18 November 2006

RIP: Milton Friedman

Says The Independent:
Milton Friedman, the Nobel-winning monetarist economist who was an intellectual architect of the free-market policies of Republican US presidents, and an adviser to Margaret Thatcher when she was Prime Minister, died yesterday in San Francisco. He was 94.

Over half a century, Mr Friedman, the son of Hungarian Jewish immigrants, established himself as arguably the most influential economic thinker of his time. Over that post-war period, "Friedmanism" - the belief that changes in money supply dictate fluctuations in the economy - supplanted Keynesianism as the dominant economic philosophy of the industrial world.

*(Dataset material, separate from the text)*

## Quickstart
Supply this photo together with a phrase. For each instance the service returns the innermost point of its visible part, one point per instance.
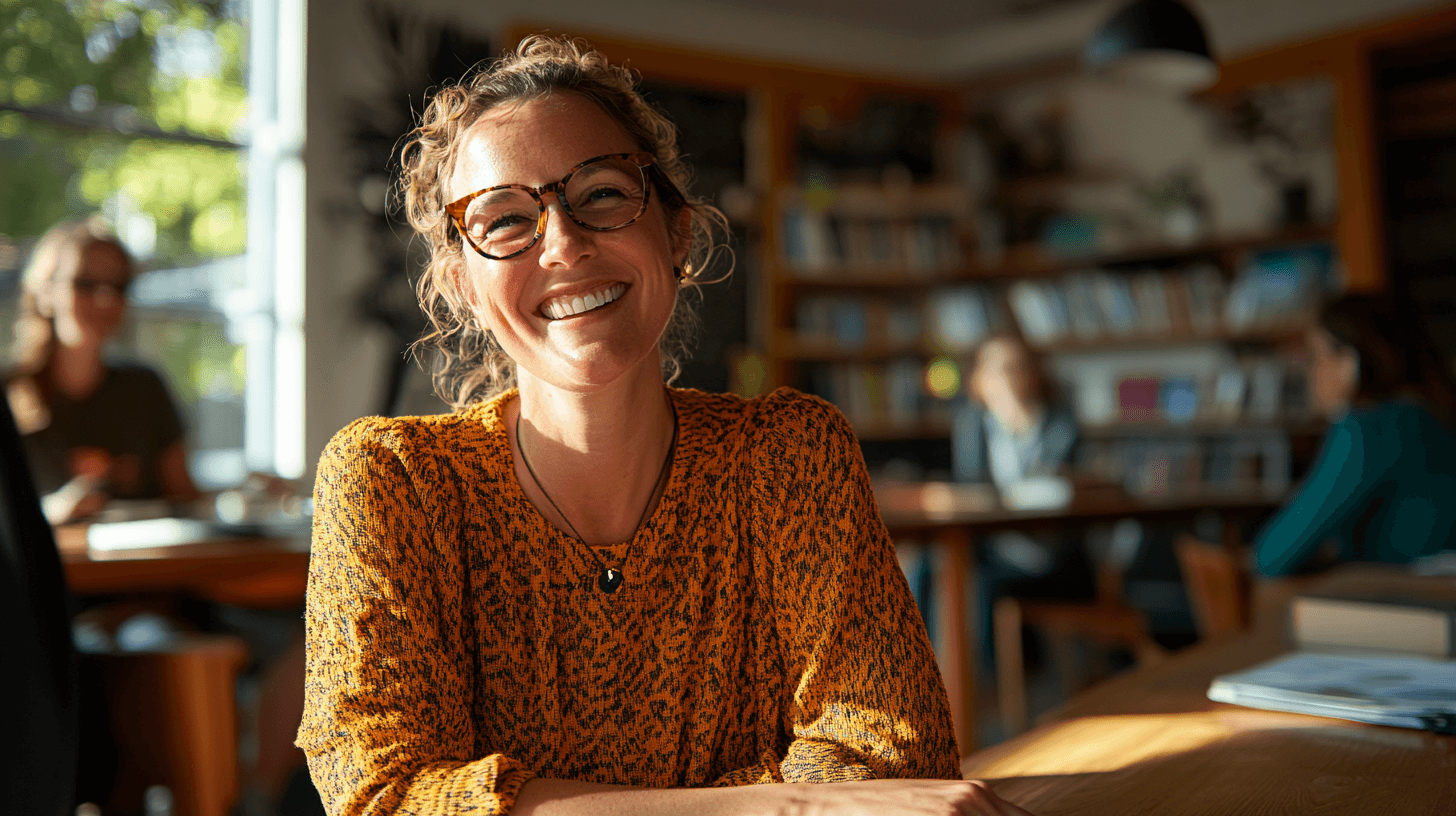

Inflation, he believed, was caused by too much money chasing two few goods. Conversely, deflation was the result of too little money in the economy. He argued that the Depression was not a failure of capitalism, but of government, as the monetary authorities in the US and Europe reduced liquidity in the system, thus making a bad situation worse.

As Mr Friedman celebrated his 90th birthday in 2002, Ben Bernanke - then a Federal Reserve governor, now chairman of the US central bank - sought belated forgiveness for the error: "Regarding the Great Depression, you're right," Mr Bernanke acknowledged. "We did it. We're very sorry." Those monetary beliefs underpinned the 30-plus books that appeared under his name, most notably perhaps A Monetary History of the United States, 1867-1960, as well as a host of other writing including a regular column in Newsweek magazine. He urged deregulation and individual initiative as the keys to economic success - a view embraced by the US presidents Nixon, Ford and Reagan, and by Mrs Thatcher in Britain.

From gulfnews.com:
Underpinning Friedman's economic principles was a belief, shared with contemporaries such as Friedrich von Hayek, in the moral values of individual freedom. "The preservation of freedom," Friedman wrote, "requires limiting narrowly the role of government and placing primary reliance on private property, free markets and voluntary arrangements".

He believed that tax-funded government spending was appropriate only to the most limited set of "public goods", such as national defence, and spoke wistfully of the pre-1914 era when only three per cent of America's national income was in the hands of the state; on his 80th birthday in 1992, he observed that the proportion had reached 44 per cent, and that America had unwittingly become "half-socialist".

He was opposed to welfare in all its manifestations, proposing instead a system of negative income tax (partially adopted by Lyndon Johnson) to provide cash for individuals in poverty while doing away with the expensive and inefficient machinery of direct welfare provision.

He also disapproved of America's public (state) school system, arguing that, as a socialised monopoly, its product was the educational equivalent of East Germany's Trabant car.

In California, he campaigned for education vouchers as a first step towards the ideal of a private education industry competing vigorously to offer parents a choice of schools to suit different pupils.

As to business, Friedman believed that entrepreneurs would always find ways to circumvent excessive tax and regulation. "An overtaxed economy breathes through the loopholes," he said, "as grass grows through concrete". He had no time for minimum wage laws, rent controls, federal regulatory agencies, securities regulation or licensing boards for occupations and professions.